Carrots are not the only large vegetable he has grown. He has also grown a marrow to about 15kg and pumpkins up to 120kg over the past five years.
"You're always looking to grow the perfect ones or the biggest or the longest ones I suppose," he said.
"There's always ugly vegetables that turn up and again it's unfortunate because part of the Autumn horticultural show there's always a class for the weird and the ugly.
"Everyone's probably got these weird and ugly vegetables out there that nobody's going to see which is terribly unfortunate."
He said the society encouraged novelty events for their seasonal shows as a bit of fun.
"It's pretty amazing... it would have to be a state record," he said. "It would have to be one of the longest carrots grown in Tasmania."
Mr Button said the society was still deciding on what to do in the absence of the show.
The world's longest carrot ever grown measured 6.245 metres by Joe Atherton in the United Kingdom in September 2016.

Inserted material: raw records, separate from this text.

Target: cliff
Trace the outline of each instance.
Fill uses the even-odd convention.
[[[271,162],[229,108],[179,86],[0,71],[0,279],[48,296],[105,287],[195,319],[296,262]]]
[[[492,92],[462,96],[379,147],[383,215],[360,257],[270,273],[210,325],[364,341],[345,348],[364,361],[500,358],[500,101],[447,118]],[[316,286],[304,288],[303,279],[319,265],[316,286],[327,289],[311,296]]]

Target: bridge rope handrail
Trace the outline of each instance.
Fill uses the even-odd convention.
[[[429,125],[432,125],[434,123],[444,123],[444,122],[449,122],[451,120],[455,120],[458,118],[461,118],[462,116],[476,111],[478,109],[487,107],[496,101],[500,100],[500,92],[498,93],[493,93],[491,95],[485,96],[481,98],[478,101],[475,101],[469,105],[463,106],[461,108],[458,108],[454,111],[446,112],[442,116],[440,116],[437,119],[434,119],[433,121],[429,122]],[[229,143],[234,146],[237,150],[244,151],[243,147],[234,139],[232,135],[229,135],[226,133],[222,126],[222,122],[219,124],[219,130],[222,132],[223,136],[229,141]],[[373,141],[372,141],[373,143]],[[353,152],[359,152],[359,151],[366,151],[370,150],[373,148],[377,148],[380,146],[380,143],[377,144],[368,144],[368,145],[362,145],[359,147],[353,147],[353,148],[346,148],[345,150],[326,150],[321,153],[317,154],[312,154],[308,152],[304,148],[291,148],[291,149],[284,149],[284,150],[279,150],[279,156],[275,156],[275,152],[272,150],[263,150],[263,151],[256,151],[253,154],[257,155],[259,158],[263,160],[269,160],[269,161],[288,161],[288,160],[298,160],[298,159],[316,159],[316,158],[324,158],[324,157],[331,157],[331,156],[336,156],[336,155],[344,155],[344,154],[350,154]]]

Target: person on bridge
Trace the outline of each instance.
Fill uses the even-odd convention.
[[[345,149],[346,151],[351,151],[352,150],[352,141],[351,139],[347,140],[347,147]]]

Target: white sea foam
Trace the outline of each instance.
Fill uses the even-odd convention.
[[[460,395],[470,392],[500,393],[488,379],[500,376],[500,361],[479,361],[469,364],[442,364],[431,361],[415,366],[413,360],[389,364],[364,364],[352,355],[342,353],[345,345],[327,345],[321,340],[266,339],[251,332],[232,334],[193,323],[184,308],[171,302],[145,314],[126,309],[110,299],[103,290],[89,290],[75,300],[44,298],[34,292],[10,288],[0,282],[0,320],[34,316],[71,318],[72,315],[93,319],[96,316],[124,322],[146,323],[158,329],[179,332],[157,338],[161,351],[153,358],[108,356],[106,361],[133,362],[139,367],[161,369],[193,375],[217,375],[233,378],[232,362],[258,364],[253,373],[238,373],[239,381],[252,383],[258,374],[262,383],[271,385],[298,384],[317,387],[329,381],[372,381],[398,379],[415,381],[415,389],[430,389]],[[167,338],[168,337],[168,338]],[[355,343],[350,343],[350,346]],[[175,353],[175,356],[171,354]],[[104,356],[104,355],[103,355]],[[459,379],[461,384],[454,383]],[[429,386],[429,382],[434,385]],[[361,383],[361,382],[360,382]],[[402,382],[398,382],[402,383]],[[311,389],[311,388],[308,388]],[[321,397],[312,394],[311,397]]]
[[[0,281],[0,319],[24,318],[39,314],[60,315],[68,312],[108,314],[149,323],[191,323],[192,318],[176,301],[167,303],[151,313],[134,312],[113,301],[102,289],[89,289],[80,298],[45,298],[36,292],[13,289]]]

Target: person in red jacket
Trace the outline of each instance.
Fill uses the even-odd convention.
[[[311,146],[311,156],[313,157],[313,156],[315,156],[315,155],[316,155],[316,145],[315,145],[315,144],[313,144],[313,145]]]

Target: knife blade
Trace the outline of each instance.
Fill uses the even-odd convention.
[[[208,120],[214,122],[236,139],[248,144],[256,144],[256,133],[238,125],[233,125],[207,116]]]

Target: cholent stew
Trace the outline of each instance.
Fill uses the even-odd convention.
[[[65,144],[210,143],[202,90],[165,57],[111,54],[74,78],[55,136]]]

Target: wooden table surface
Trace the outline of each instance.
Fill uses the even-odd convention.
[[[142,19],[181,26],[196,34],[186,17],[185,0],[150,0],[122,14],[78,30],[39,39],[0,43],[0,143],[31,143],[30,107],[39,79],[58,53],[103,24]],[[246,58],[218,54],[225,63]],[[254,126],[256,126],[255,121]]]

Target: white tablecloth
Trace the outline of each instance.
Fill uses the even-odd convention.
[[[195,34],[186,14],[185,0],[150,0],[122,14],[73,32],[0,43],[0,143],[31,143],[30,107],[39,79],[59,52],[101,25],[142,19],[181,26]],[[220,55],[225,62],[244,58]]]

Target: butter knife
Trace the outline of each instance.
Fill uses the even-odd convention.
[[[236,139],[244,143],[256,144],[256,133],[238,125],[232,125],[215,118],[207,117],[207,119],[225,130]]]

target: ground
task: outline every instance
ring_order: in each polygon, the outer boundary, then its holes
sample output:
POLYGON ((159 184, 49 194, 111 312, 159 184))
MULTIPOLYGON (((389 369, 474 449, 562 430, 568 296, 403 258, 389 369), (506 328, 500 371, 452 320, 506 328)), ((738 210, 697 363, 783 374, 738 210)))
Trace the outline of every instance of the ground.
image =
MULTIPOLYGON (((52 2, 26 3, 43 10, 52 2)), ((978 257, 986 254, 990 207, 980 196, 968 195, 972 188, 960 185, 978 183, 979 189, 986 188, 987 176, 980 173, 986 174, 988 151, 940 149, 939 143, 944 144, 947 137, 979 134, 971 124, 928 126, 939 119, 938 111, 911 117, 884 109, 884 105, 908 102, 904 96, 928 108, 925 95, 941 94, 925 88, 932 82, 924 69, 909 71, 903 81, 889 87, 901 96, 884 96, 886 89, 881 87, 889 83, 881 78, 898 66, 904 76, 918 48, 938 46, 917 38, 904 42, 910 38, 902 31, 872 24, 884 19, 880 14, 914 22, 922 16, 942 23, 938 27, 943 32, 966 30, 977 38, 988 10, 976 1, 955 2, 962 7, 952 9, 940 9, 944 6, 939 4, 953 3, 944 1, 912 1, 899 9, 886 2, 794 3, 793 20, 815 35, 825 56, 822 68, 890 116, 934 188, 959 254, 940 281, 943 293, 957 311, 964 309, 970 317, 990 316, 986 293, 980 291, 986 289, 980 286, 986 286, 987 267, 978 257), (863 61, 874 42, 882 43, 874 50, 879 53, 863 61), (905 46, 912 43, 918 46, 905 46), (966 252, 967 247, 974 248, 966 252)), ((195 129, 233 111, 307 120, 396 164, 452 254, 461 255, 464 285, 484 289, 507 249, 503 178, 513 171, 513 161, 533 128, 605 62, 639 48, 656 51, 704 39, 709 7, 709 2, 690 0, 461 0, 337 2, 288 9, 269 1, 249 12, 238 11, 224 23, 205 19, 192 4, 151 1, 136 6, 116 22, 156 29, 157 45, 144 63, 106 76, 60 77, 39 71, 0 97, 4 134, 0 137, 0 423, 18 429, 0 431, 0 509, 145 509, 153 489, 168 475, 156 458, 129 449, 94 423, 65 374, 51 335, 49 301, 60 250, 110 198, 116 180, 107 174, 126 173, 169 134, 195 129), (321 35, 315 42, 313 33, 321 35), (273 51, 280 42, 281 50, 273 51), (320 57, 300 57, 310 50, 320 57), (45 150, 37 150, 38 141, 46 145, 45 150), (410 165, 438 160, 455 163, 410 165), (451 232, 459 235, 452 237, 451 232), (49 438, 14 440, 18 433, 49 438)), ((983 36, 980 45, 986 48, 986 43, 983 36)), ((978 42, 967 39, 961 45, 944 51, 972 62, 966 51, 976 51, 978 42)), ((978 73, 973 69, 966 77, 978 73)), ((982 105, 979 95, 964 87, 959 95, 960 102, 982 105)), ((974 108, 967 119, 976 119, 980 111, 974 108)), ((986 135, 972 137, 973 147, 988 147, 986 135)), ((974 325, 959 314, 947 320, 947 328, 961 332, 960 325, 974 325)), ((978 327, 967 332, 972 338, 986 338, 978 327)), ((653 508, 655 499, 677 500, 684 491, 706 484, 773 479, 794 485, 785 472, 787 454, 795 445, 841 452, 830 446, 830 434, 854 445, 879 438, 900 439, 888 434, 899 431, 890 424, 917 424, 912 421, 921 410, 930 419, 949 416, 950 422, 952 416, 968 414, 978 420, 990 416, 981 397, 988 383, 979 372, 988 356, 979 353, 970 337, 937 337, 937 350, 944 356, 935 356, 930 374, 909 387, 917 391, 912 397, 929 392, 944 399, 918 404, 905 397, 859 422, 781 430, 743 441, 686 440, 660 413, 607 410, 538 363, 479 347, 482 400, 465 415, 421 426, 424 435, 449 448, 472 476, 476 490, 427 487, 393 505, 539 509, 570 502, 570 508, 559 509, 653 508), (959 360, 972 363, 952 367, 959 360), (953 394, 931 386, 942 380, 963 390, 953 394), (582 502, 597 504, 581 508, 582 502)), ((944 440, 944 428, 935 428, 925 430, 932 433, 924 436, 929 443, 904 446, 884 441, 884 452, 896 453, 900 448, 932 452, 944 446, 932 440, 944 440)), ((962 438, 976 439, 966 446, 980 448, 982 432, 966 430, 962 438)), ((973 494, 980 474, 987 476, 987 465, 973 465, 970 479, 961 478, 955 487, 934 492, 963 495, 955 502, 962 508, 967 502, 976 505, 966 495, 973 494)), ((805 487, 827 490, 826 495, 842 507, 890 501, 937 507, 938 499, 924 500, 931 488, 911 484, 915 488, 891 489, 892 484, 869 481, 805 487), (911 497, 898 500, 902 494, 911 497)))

Mr Prewer said he still had a long way to go to reach the world record.
He said he struggled to grow carrots at his property, due to heavy soil before this one which weighed about 1.7kgs.
"It's probably a bit disappointing when you see a picture of it [the world's longest carrot] because the carrot's probably not much bigger than my physical carrot but it has this really long, really fine root that goes on forever," he said.
"I grew these ones this year, I grew them in some terracotta pipes standing on end, so I had about 1.2-1.3m high terracotta pipe, filled it with dirt and grew them in that."